To Junker, there is hope in the form of Hoshino. A hope born from the realization he came to understand during his sojourn in the planetarium. Ironically, even without finding the luxury of alcohol — which is what he’s initially looking for — he became intoxicated with something else. It’s probably what his colleague meant when he was warned not to talk to that robot — presumably Hoshino — a warning meant that there’s no room for the soft in this god-forsaken world. However, as we all knew, he began to envision a new future for himself, alluding the thought that he will no longer be a Junker, scouring for the decay of the past, and instead wanted to partake in projecting the stars (read: hope) alongside Hoshino.
To Hoshino, there is hope in the form of Junker. We never really saw any implications before explaining what Hoshino meant by a little broken. As such, hearing her come into the conclusion that she’s just a bit broken and used that as an excuse to deny the sad reality that her creators aren’t returning anymore is… a bit heavy in the jugular. However, things have changed by the time a new customer arrived. Junker’s own curiosity and decision to stay brought hope to Hoshino. Didn’t she once said that she has utmost trust to the humans in fixing everything? Well, she called that right. The Torch of Hope was passed on to her from Junker, and this is exactly where a new future will start not only for the two of them, but also for the rest of their world.
To planetarian‘s world, there is hope in the form of Junker and Hoshino. Amidst the seemingly dreary future Mother Earth is facing, a new vision for tomorrow is rekindled within an unlikely duo. After the ending credits roll, a bright light surfaces from a void of darkness. Hey, it wasn’t a sad ending after all, given that that became a hint of a positive conclusion the movie will bring! Hope, lads. Let’s hope.
Well, I knew I went full cliche here but… that’s the general idea of what I came to after watching planetarian. I’d say planetarian did a great job at selling us an engaging story within a short span of time, and considering that it only took two characters to move the narrative, it was all well worth the blogging time I spent.
Possibly a way to see how much you became attached to the show and to Hoshino herself is through the first person view of her flashbacks from the first episode, and with the one in the last episode.

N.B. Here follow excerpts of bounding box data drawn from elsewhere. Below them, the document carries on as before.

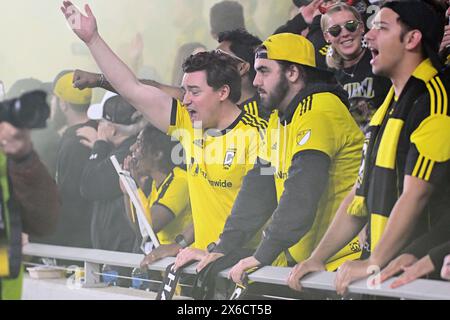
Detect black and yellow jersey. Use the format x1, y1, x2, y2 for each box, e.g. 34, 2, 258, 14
357, 60, 450, 255
257, 90, 364, 270
168, 100, 267, 249
239, 94, 271, 120
138, 167, 192, 244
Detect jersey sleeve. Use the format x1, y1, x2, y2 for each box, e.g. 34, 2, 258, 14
405, 94, 450, 184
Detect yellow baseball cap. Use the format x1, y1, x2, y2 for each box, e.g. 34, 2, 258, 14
262, 33, 316, 68
53, 72, 92, 105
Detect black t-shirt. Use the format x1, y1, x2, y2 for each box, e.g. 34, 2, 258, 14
33, 121, 97, 248
335, 50, 392, 129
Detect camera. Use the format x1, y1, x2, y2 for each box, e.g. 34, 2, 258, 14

The first episode’s flashback had zero impact; we didn’t know what was happening nor we cared for any of the characters. The last episode’s flashback had an entirely different effect, though, as it became a way for planetarian to remind us of how much invested we became with Hoshino, and it also served a purpose in the narrative to suggest Hoshino indeed has feelings. It was a smart use of evoking empathy, and ironically, it’s the very same sequence that I didn’t care about from the first episode that started to bring tears to my eyes. Well played, planetarian.
- I wasn’t able to post episode 4 last week because I was too busy to do so. I apologize.
- planetarian is underrated and I do wish it would get more attention than it already has. I don’t know about ReWrite but c’mon, folks. Try this one, too.
- No screenies this post. Don’t want to spoil you.
- Now I kind of want to try the VN now to see the differences but I guess it would be better to wait for the movie first.
- For some reason, this reminded me of Grave of the Fireflies.
Now, in retrospect, did Hachiko feel any doubt day in day out after countless seasons? It would be a shame to guess yes, though other than loyalty, what if we can simply admire him for his unfaltering hope? Hope isn’t necessarily a denial of reality, nor of despair. It’s a possibility, and denying yourself with that very possibility and chance is no less than giving up. And, not giving up is and has always been part of how we live our reality, isn’t it?